BEMIDJI - The greening of Beltrami County, which appeared Tuesday night to be in its preliminary stage, may end up becoming a detriment to the bottom line of the facility where waste is processed.
At their meeting Tuesday, the Beltrami County Board approved an update to the county’s waste management plan, as well as a partnership with Polk County and their consultant, Wenck & Associates Inc., to aid in implementation of the plan. Taxpayers have Minnesota Statute 115A. 46. to thank for the required update and its cost, $16,500.
But if efforts are made to make recycling more prevalent in the county, it could have a negative effect on the facility, District 5 Commissioner Jim Lucachick assessed.
“It’s actually bad if we send them a cleaner waste stream, because they don’t have a way, then, to offset their overhead costs,” Lucachick said.
As garbage is processed at at an incinerator in Fosston, recyclables are pulled, organized and sold. William Patnaude, director of environmental services for the county, joined Polk County solid waste administrator Jon Steiner in making their presentation to the board.
“I’m asking to allow us to go into partnership with Polk County so we can get the plan done,” Patnaude said.
In response to District 3 Commissioner’s inquiry into whether there was a plan, Patnaude simply tapped a three-inch thick binder sitting in front of him.
“Right there,” he said.
The discussion of the county’s recycling efforts comes a week and a day after a waste audit, performed by Bemidji State students, began. In the audit, the students pulled recyclable materials from one of the county’s building — the Community Services Center — and found that 40 percent of trash being hauled from the structure consisted of recyclable materials.
Lucachick estimated that many in the county are throwing away much that could be recycled.
“I’d be willing to bet that less than 10 percent of buildings and homes in the county don’t recycle,” he said. “And we’re not punishing those who don’t or rewarding those who do.”

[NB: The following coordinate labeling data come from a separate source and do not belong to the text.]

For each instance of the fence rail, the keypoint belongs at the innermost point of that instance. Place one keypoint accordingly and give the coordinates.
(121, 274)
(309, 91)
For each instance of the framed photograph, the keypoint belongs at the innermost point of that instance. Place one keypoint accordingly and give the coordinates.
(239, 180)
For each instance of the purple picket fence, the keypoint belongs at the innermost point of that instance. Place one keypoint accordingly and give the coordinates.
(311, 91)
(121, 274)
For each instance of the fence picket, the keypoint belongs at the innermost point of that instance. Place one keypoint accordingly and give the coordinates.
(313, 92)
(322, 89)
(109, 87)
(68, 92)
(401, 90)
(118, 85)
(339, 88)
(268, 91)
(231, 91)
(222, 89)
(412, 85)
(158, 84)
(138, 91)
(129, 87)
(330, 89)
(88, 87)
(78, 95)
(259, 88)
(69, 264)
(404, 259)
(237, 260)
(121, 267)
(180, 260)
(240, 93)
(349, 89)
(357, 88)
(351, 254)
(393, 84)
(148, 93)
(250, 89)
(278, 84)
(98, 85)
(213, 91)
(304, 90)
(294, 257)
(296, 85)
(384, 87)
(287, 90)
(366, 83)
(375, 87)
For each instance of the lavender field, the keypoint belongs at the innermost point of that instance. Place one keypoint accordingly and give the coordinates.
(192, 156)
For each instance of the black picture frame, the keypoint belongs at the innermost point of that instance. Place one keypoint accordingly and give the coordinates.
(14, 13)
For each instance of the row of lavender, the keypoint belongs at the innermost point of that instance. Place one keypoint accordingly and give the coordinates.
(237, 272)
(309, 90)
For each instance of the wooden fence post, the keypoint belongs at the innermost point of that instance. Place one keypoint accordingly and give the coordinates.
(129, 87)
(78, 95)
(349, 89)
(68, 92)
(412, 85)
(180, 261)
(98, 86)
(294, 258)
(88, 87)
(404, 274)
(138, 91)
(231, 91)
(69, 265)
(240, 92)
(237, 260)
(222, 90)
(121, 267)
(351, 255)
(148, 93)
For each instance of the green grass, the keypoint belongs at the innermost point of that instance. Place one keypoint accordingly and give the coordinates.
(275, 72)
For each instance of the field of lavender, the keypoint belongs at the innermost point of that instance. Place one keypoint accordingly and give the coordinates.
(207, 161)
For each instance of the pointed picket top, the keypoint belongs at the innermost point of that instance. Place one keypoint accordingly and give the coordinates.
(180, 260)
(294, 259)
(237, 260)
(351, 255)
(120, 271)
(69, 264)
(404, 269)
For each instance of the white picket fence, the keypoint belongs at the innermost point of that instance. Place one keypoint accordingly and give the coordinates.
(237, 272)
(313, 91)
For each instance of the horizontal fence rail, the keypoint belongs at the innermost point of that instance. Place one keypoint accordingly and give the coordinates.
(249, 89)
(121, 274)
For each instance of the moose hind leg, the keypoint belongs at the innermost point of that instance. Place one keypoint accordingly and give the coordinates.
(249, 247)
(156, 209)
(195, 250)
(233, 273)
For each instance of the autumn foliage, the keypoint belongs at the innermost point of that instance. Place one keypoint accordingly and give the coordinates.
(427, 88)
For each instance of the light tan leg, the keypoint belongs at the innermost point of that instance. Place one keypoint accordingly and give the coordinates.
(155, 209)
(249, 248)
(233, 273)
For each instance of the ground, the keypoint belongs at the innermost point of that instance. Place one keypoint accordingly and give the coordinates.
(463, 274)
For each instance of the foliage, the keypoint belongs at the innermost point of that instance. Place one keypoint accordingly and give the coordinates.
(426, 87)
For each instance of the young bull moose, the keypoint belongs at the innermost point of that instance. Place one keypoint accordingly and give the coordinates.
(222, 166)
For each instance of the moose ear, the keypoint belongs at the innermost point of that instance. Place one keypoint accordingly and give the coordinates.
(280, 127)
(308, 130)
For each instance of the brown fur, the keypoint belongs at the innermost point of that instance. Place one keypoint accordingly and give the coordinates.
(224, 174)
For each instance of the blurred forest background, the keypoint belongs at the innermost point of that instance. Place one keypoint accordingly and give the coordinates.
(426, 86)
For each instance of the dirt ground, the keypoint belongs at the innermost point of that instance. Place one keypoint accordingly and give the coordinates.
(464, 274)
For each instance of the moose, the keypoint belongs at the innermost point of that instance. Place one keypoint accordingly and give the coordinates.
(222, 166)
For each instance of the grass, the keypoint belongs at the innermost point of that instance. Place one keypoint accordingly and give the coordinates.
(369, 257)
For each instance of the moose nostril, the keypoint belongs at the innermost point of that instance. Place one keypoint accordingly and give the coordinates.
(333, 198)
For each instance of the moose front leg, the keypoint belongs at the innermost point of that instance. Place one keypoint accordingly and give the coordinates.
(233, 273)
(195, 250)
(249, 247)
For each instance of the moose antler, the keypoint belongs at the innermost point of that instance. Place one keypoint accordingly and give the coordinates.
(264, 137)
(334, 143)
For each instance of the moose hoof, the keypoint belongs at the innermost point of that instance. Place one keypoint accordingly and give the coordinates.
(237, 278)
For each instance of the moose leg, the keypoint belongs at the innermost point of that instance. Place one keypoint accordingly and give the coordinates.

-- The board approved an employment service contract with the county’s department of health and human services worth $1,396,004. The contract is worth $45,000 less than last year’s, according to Kay Mack, County Administrator. Lucachick stated his desire to hear more regular updates from the department, citing the fact that the nearly $1.4 million contract represented a sizable portion of the county’s overall budget.
-- The board approved the purchase, at no cost to the county, of a multi-task police dog to be used by the Beltrami County Sheriff’s Office. Sheriff Phil Hodapp and Chief Deputy Ernie Beitel, as stipulated by county statute, were required to ask the permission of the board because the dog’s purchase requires travelling out of state. The animal, like its predecessors, will come from a dog breeding and training company in Evansville, Ind. Beitel said the law enforcement agency currently only has one dog, which is used for drug-sniffing.
-- The board approved, at no cost to the county, a resolution allowing the Beltrami County Sheriff’s Office to join the Minnesota Internet Crimes Against Children Task Force, or ICAC. The task force technically represents a Multi-Agency Law Enforcement Joint Powers Agreement. The agreement allows law enforcement agencies to utilize funds, provided by the federal government to the task force, in order to obtain equipment and training to be used in the investigation of computer crimes. The task force focuses, specifically, on investigations of the viewing, production and possession of child pornagraphy. Hodapp said that with the increased availability of smart phones, computers and tablets virtually every investigation his department handles involves some kind of electronic forensic evidence. He also said that joining the task force would allow his department to aid smaller agencies, like the Bemidji Police Department, in their investigations involving computer crimes.